CONFLICTO, VIOLENCIA Y PAZ
De años para acá es mucho lo que se opina en nuestro país sobre los temas de conflicto y paz, y nunca será suficiente hasta que cesen las violencias que azotan nuestra sociedad, más cuando debemos confrontar las posiciones irracionales y tozudas de la subversión y las voces guerreristas que apoyan el mantenimiento del status quo. Debemos oír, pensar y actuar hasta constituir la masa crítica que genere la energía necesaria para encontrar la salida que nos dignifique.
Hablamos de la naturaleza conflictiva de nuestra sociedad, pero ello no es el problema. El conflicto es consustancial a las relaciones humanas y muchas veces apalancamiento o motor de transformación y evolución social. El equívoco está en hacer al concepto de conflicto sinónimo de violencia, por lo cual le damos una connotación negativa. El conflicto surge como consecuencia de la disputa o divergencia entre dos o más partes, sobre intereses, necesidades o valores contrapuestos, y en tal sentido debe ser motivado y positivamente direccionado.
Bien diferente es el concepto de violencia, entendida como el comportamiento o actitud que priva al otro de un derecho esencial, como su libertad, pertenencias, integridad física, psíquica o moral. Johan Galtung introdujo el concepto del triángulo de la violencia: La directa, la cual supone una agresión física; la estructural, la cual se hace parte de la estructura social, y la cultural, que se refiere al ámbito simbólico, expresada en el idioma, la religión y la cultura, entre otras formas.

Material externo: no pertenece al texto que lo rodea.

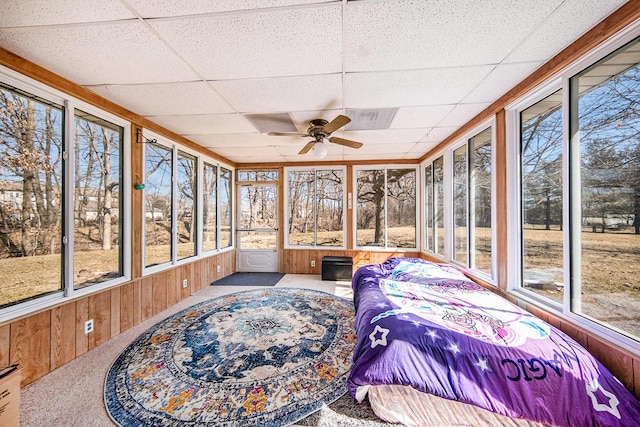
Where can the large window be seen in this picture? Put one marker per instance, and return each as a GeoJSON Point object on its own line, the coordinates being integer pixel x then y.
{"type": "Point", "coordinates": [463, 208]}
{"type": "Point", "coordinates": [97, 201]}
{"type": "Point", "coordinates": [429, 209]}
{"type": "Point", "coordinates": [209, 207]}
{"type": "Point", "coordinates": [541, 201]}
{"type": "Point", "coordinates": [605, 175]}
{"type": "Point", "coordinates": [386, 207]}
{"type": "Point", "coordinates": [31, 183]}
{"type": "Point", "coordinates": [315, 211]}
{"type": "Point", "coordinates": [226, 208]}
{"type": "Point", "coordinates": [438, 205]}
{"type": "Point", "coordinates": [174, 204]}
{"type": "Point", "coordinates": [480, 248]}
{"type": "Point", "coordinates": [61, 217]}
{"type": "Point", "coordinates": [579, 194]}
{"type": "Point", "coordinates": [460, 213]}
{"type": "Point", "coordinates": [158, 204]}
{"type": "Point", "coordinates": [186, 178]}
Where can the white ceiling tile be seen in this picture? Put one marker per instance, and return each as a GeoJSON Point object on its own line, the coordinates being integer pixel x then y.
{"type": "Point", "coordinates": [415, 34]}
{"type": "Point", "coordinates": [438, 134]}
{"type": "Point", "coordinates": [419, 117]}
{"type": "Point", "coordinates": [280, 42]}
{"type": "Point", "coordinates": [167, 8]}
{"type": "Point", "coordinates": [299, 93]}
{"type": "Point", "coordinates": [113, 53]}
{"type": "Point", "coordinates": [387, 136]}
{"type": "Point", "coordinates": [302, 118]}
{"type": "Point", "coordinates": [411, 88]}
{"type": "Point", "coordinates": [500, 80]}
{"type": "Point", "coordinates": [562, 27]}
{"type": "Point", "coordinates": [461, 114]}
{"type": "Point", "coordinates": [166, 98]}
{"type": "Point", "coordinates": [205, 123]}
{"type": "Point", "coordinates": [46, 12]}
{"type": "Point", "coordinates": [197, 66]}
{"type": "Point", "coordinates": [230, 140]}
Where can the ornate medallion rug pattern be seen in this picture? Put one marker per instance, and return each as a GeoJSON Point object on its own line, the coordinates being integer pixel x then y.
{"type": "Point", "coordinates": [265, 357]}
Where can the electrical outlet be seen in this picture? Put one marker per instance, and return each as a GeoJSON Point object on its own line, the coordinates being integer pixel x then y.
{"type": "Point", "coordinates": [88, 326]}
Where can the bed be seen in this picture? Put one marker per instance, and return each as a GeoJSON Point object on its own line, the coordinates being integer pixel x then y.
{"type": "Point", "coordinates": [426, 332]}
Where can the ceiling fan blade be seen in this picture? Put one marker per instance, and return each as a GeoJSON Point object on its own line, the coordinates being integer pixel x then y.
{"type": "Point", "coordinates": [335, 124]}
{"type": "Point", "coordinates": [345, 142]}
{"type": "Point", "coordinates": [307, 147]}
{"type": "Point", "coordinates": [287, 134]}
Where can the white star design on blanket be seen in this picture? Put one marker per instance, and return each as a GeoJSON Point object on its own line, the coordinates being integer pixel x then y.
{"type": "Point", "coordinates": [482, 364]}
{"type": "Point", "coordinates": [612, 407]}
{"type": "Point", "coordinates": [379, 341]}
{"type": "Point", "coordinates": [453, 347]}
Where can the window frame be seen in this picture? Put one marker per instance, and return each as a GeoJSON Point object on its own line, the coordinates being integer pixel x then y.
{"type": "Point", "coordinates": [570, 188]}
{"type": "Point", "coordinates": [69, 105]}
{"type": "Point", "coordinates": [354, 207]}
{"type": "Point", "coordinates": [447, 155]}
{"type": "Point", "coordinates": [200, 159]}
{"type": "Point", "coordinates": [346, 208]}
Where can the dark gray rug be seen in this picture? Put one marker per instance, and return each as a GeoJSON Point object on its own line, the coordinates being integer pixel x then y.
{"type": "Point", "coordinates": [249, 279]}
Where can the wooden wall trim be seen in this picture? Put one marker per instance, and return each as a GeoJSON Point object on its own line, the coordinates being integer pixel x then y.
{"type": "Point", "coordinates": [614, 23]}
{"type": "Point", "coordinates": [44, 76]}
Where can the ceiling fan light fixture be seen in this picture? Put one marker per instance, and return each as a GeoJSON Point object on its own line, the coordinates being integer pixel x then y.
{"type": "Point", "coordinates": [319, 150]}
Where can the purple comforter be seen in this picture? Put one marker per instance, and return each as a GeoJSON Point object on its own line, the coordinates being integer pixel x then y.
{"type": "Point", "coordinates": [428, 326]}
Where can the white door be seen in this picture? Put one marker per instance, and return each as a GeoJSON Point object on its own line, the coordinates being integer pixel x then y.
{"type": "Point", "coordinates": [258, 228]}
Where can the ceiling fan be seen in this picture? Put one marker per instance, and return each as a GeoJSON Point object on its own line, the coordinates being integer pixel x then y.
{"type": "Point", "coordinates": [319, 129]}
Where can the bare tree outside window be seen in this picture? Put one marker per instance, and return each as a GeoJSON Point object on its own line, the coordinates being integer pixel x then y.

La violencia estructural se origina en países con organizaciones que no permiten la satisfacción de necesidades básicas o primarias, y consecuentemente conduce a la violencia directa. De esta forma, la violencia directa es la parte visible del iceberg y así, la violencia cultural o cultura de la violencia, se convierte en causa y consecuencia de las otras.
Si aceptamos esta segmentación de las violencias, entenderemos por qué los colombianos no hemos podido eliminar la violencia directa en medio siglo de confrontación y por qué a las Fuerzas Militares les ha resultado imposible lograr la paz duradera enfrentando en forma comprometida pero aislada la violencia directa, sin que las otras instancias del Estado hagan lo suyo para enfrentar las causas de las otras violencias.
La paz individual es un estado del alma que en el agregado social lleva a la seguridad y al Bien Común. En tal sentido, la paz es una construcción social, más cercana al concepto griego (eirene) que al entendido de la pax romana, donde la paz hace referencia al mantenimiento de la ley y del orden establecido (conservar el statu quo). En la experiencia griega, la paz se entendió como la sincronía en la unidad interior y social.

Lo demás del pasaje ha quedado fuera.